The CDTV.
The Commodore CDTV... what a curious contraption it is. Packaged in a form factor resembling a component from a HiFi setup of the era with a modified Amiga 500 motherboard and a CD-ROM drive, the CDTV represented Commodore trying to think outside the box. The 90s was the era of multimedia as a buzzword and the CDTV was Commodore's first big foray, competing against machines like the Philips CD-i.
On paper, the thing makes perfect sense.
Take the proven Amiga 500, graft on a CD-ROM drive and infrared
peripherals, build the TV modulator in, develop some special
features (the CDXL format was
built for the CDTV originally) and boom, you've got the ideal
living-room friendly computer media
appliance. It originally didn't even ship with a keyboard or
mouse, just a remote control.
There was a couple of issues with this plan though... for starters, the period of time - launching in 1991, the CDTV was decades too early for the concept of a computer being used in a living room. Further, Amiga owners didn't leap at the machine as they knew well that Commodore would invariably release a CD-ROM kit for the Amiga 500 later on... they were right, that would be the A570, which worked with CDTV software too. The price was certainly the nail in the coffin though... allegedly the launch price in North America was 800 USD. Yeesh!
You had to have some party pieces when you're that early to the game and frankly beyond its stunning aesthetics of the machine itself, the software that was included looked great with the CD playback interface being particularly attractive with a sweet representation at the bottom of the screen of the drive's laser moving over a CD.
The CDTV also included some basics because of its design the 500 did not, such as the integral RF modulator allowing both RF and colour composite out off the hop - something the 500 needs an A520 modulator to achieve.

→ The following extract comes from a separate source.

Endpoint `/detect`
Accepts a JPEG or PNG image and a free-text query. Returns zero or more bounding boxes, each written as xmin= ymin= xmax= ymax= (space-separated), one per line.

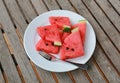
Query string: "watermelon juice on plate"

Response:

The accessories for the CDTV are all black equivalents to other Amiga accessories, including a full black variant of the 1084S monitor, a black A1011 floppy drive, a black version of the Amiga 3000's Mitsumi keyboard and some machine-unique stuff like an infrared wireless mouse and my favourite (and the thing I want for mine!) the infrared wireless trackball which includes two DE9 ports for standard Amiga controllers! Internally installable genlocks were also supported as standard.
You ever been looking at a local auction site, seen something and had a radical urge to acquire it? Yep, it's one of those... I bought my CDTV for 300 NZD back in 2008. It was a heck of a lot of money for an old Commodore machine back then, now though? Unfathomably cheap for a CDTV!
Mine is bog standard, no RAM upgrades, genlocks or other nonsense. The only accessories I have are the standard remote control and two IR mice. Why the previous owner bought two IR mice is beyond me!
Software I have includes the CDTV specific version of SimCity, in this case developed by Infogrames... yes, oh yes... it's very european!